BY-kinases constitute a protein tyrosine kinase family that encodes unique catalytic domains that deviate from those of eukaryotic kinases resembling P-loop nucleotide triphosphatases (NTPases) instead. We have used computational and supporting biochemical approaches using the catalytic domain of the Escherichia coli BY-kinase, Wzc, to illustrate mechanistic divergences between BY-kinases and NTPases despite their deployment of similar catalytic motifs. In NTPases, the “arginine finger” drives the reactive conformation of ATP while also displacing its solvation shell, thereby making favorable enthalpic and entropic contributions toward βγ-bond cleavage. In BY-kinases, the reactive state of ATP is enabled by ATP·Mg 2+ -induced global conformational transitions coupled to the conformation of the Walker-A lysine. While the BY-kinase arginine finger does promote the desolvation of ATP, it does so indirectly by generating an ordered active site in combination with other structural elements. Bacteria, using these mechanistic variations, have thus repurposed an ancient fold to phosphorylate on tyrosine. 
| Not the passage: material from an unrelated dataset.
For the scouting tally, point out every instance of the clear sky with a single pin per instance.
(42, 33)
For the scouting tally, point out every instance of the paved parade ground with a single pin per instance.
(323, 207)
BY-kinases represent a highly conserved family of protein tyrosine kinases unique to bacteria without eukaryotic orthologs. BY-kinases are regulated by oligomerization-enabled transphosphorylation on a C-terminal tyrosine cluster through a process with sparse mechanistic detail. Using the catalytic domain (CD) of the archetypal BY-kinase, Escherichia coli Wzc, and enhanced-sampling molecular dynamics simulations, isothermal titration calorimetry and nuclear magnetic resonance measurements, we propose a mechanism for its activation and nucleotide exchange. We find that the monomeric Wzc CD preferentially populates states characterized by distortions at its oligomerization interfaces and by catalytic element conformations that allow high-affinity interactions with ADP but not with ATP·Mg 2+ . We propose that oligomer formation stabilizes the intermonomer interfaces and results in catalytic element conformations suitable for optimally engaging ATP·Mg 2+ , facilitating exchange with bound ADP. This sequence of events, oligomerization, i.e., substrate binding, before engaging ATP·Mg 2+ , facilitates optimal autophosphorylation by preventing a futile cycle of ATP hydrolysis.